The so-called Syrian Observatory for Human Rights said the army was also bombing Daesh positions in the nearby Province of Sweida.
The bombing comes after the macabre terror group attacked the provincial capital and nearby villages on Wednesday, killing more than 220 people.
It also took hostages from among local people, with a non-Syrian source close to Damascus, saying that an informal communications channel had been opened to try to release them.
Daesh leaked photos of 14 women from Sweida, saying they were kidnapped from their houses. The militants have threatened to harm the hostages if the Syrian army does not halt its offensive in the Yarmouk Valley near Jordan and the Golan Heights, the Jerusalem Post said.
Several top militant commanders have reportedly fled southern Syria to Israel in the face of army advances after hundreds of Western-backed "White Helmets" were evacuated to Jordan in a coordinated operation.
Syria has denounced the Israeli evacuation of the White Helmets as a “scandal,” which was reportedly in the works for some time but was sped up after a recent NATO summit in Brussels.

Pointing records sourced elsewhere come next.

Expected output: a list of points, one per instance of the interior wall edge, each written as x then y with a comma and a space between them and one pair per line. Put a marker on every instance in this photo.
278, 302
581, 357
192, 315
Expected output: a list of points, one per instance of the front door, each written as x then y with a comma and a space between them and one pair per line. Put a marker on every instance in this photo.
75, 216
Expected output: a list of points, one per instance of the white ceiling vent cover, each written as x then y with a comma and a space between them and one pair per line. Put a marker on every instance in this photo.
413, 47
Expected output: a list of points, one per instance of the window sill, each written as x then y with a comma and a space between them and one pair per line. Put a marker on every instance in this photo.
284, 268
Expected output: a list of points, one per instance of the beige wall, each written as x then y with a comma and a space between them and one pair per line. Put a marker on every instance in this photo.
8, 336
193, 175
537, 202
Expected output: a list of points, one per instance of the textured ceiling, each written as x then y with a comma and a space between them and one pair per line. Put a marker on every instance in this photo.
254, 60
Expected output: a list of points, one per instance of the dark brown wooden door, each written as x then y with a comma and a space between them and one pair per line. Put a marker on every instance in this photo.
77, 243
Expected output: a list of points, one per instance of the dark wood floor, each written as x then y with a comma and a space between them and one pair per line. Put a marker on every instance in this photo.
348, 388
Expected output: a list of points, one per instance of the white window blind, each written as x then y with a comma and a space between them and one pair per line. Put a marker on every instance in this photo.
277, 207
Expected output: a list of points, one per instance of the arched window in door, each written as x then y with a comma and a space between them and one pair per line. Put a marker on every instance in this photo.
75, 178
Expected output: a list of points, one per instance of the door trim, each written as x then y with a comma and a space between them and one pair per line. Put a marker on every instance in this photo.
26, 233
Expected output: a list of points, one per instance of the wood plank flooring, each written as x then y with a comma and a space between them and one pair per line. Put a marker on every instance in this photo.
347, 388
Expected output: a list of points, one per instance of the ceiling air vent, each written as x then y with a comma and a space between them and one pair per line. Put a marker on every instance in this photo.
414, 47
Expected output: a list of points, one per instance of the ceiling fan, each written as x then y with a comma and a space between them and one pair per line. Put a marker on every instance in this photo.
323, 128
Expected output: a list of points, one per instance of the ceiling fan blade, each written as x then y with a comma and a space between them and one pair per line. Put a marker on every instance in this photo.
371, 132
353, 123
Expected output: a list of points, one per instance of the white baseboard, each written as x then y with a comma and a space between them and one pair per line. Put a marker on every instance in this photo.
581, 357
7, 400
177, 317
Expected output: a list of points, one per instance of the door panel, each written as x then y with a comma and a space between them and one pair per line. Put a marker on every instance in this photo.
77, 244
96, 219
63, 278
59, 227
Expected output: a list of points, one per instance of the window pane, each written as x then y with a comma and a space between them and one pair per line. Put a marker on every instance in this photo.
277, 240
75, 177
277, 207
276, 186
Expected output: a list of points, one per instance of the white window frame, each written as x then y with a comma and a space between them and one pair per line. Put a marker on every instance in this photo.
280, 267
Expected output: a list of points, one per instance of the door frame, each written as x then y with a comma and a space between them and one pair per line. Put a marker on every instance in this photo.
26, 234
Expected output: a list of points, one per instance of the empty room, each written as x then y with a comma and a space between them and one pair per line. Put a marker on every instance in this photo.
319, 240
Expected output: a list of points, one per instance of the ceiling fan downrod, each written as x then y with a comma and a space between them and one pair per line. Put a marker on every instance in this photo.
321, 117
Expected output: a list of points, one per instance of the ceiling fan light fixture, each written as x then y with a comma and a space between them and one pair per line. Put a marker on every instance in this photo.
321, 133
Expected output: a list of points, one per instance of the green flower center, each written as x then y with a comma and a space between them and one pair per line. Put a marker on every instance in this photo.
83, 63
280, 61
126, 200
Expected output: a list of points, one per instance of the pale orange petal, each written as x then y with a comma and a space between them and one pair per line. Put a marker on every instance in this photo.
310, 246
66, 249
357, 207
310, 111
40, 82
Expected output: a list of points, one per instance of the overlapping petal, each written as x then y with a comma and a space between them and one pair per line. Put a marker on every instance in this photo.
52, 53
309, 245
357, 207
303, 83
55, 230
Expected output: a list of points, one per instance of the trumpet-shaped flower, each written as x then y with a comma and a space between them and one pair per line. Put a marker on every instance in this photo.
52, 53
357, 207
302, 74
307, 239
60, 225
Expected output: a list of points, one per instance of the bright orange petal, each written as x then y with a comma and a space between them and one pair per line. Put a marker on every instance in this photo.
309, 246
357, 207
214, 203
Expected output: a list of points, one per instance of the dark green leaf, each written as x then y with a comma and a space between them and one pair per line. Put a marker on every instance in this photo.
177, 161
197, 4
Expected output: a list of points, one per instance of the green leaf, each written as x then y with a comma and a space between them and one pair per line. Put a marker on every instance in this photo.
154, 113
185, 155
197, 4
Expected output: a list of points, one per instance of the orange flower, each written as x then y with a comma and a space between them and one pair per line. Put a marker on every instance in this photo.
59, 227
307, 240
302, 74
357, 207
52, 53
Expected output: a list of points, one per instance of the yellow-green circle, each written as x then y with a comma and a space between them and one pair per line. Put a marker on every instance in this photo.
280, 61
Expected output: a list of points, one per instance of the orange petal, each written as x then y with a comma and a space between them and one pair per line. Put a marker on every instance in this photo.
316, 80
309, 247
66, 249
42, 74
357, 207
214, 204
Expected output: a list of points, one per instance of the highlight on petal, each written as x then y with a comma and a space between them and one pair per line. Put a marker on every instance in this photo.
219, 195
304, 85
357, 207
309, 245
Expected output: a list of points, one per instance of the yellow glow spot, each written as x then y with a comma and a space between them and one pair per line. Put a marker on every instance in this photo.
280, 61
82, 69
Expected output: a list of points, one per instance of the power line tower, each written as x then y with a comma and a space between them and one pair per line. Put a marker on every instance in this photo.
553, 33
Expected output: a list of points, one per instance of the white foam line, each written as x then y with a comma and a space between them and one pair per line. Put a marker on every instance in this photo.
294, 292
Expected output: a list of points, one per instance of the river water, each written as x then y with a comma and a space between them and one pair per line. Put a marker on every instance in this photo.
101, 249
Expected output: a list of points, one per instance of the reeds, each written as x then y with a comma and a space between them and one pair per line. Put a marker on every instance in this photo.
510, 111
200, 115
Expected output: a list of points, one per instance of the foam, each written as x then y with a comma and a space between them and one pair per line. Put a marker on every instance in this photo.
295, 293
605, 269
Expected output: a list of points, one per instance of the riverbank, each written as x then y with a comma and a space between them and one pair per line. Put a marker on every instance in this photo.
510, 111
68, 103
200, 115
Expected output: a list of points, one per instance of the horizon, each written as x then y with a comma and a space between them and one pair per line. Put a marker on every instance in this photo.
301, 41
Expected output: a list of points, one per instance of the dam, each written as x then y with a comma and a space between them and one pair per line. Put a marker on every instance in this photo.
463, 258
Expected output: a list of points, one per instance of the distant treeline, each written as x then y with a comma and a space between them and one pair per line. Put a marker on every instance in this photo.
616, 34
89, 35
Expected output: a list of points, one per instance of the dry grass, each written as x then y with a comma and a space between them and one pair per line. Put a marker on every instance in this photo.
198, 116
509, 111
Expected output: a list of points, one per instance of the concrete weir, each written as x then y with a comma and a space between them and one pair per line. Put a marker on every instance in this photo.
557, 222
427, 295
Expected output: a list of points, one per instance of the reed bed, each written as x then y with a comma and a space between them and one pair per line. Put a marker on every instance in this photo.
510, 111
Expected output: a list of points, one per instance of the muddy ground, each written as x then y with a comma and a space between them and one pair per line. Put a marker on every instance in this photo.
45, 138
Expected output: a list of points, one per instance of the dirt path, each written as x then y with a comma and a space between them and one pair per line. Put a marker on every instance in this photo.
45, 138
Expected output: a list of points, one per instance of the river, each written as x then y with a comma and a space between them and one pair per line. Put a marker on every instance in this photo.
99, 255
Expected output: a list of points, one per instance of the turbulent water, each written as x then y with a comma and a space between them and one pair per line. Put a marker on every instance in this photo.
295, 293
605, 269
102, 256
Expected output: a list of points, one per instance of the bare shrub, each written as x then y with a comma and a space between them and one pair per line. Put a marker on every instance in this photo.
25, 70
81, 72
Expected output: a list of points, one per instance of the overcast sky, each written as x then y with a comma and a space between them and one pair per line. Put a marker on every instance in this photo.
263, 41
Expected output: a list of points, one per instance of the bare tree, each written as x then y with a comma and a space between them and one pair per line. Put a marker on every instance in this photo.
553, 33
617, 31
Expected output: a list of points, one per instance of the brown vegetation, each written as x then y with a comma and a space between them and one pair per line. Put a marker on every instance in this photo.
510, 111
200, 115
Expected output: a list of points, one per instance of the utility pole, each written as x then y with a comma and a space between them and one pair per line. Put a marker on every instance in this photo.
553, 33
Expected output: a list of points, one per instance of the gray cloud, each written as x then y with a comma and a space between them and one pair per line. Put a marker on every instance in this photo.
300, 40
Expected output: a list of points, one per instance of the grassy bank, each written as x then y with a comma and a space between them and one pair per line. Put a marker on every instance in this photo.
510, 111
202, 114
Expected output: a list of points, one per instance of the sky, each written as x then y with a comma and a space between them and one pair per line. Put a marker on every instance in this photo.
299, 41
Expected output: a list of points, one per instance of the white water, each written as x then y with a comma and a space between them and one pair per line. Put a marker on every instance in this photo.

The self-described volunteer rescue group stands accused of being the "media arm" for Takfiri groups, and has been charged with staging false flag chemical attacks in a bid to prompt a Western military intervention in Syria.
Israel has stressed that it was not intervening in the ongoing fighting in Syria. Just last week, an Israeli airstrike hit a military post in the city of Misyaf in Hama Province.